I took the bit out of the router and the collet and then turned it on and slowly crept up to 5. No vibe. Automatically I assumed a faulty bit. So I inserted another bit again and the same result. I thought maybe it is normal with bearings. So I inserted the bit that came with the router (straight cutter) same thing. I tried cutting with the bit and all I can say it was nasty. Looked like a jigsaw did the work. 

Anyone here have experience with this before. 

I will also add this is the second router as the first one had a broken part in the height adjustment router handle and was stuck in free plunge. I contacted triton and they sent me this replacement router to fix that issue. I free very unlucky with having issues with two different routers. Just hoping there is a quick fix.


M


----------



## Semipro (Mar 22, 2013)

Sounds like you got another bad one. Send it back


----------



## jw2170 (Jan 24, 2008)

Hi N/a. Are you saying the router does not vibrate with no cutter and vibrates when the cutter is added?

Sounds like something in the collet making the cutter out of balance.

Is this the first time you used the router, freehand or in a table?


----------



## Shortslvs (Jan 13, 2013)

Wow. I have never had a problem with my Tritons nor heard of a problem, but it sounds like you have one.

I assume you have tried to run it up off the table and without a bit to see if the problem continues...? Not that it matters much, but it does sound like you got another bad one.


----------



## KenM (Dec 9, 2007)

My TRA001 just started this exact problem last week, also in an Incra aluminum plate.
I,m going out to measure for collet runout then give Kreg a call.
Ken


----------



## misterbig (Sep 14, 2013)

jw2170 said:


> Hi N/a. Are you saying the router does not vibrate with no cutter and vibrates when the cutter is added?
> 
> Sounds like something in the collet making the cutter out of balance.
> 
> Is this the first time you used the router, freehand or in a table?

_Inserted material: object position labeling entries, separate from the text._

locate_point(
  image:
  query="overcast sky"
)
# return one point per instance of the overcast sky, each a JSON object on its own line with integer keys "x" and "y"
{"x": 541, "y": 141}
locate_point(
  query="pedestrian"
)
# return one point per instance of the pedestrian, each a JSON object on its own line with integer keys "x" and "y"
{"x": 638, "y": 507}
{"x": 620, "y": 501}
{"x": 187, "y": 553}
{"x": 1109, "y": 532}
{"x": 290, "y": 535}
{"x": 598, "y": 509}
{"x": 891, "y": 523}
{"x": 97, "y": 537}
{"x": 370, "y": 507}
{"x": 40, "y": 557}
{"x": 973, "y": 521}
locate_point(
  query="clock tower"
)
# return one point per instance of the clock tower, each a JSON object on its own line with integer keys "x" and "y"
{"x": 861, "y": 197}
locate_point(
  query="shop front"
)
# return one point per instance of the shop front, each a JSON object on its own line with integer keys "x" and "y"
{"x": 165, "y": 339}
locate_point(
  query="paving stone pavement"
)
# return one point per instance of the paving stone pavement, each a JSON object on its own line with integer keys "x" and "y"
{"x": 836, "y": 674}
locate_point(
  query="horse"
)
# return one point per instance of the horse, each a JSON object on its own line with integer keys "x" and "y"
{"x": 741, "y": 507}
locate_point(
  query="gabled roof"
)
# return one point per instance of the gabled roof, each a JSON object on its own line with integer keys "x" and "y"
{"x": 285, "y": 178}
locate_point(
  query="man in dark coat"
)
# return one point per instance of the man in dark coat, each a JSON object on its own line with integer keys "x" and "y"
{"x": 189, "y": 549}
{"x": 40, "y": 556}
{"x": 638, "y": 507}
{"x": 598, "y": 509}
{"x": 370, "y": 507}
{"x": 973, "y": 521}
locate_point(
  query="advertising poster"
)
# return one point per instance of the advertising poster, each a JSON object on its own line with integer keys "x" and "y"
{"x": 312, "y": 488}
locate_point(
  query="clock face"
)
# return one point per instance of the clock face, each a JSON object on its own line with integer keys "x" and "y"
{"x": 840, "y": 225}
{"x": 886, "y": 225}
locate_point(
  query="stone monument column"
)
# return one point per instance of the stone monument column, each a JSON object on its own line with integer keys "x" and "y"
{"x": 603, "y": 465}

when i run the router without a collet and bit it runs smooth. when I put the bit in the router and start off at speed 1 no noticeable vibe. as i move the dial towards the 5 it starts to vibrate all over the place. this router is mounted in the table. I have taken the router out and re installed the spring and tried it in free plunge and i am getting the same result. And yes this was the first time i started this router. I also tried the same bit in my old craftsman and no issue at all. 

m


----------



## misterbig (Sep 14, 2013)

KenM said:


> My TRA001 just started this exact problem last week, also in an Incra aluminum plate.
> I,m going out to measure for collet runout then give Kreg a call.
> Ken


i have tested about 10 different types of bits, with the bit bottomed out, 1/8 inch from the bottom out position, a rubber grommet. I have tested on the router table, off the router table, with the incra plate attached with the incra plate removed. I had one bit go from running horrible, to running as smooth as silk, back to horrible within 30 seconds.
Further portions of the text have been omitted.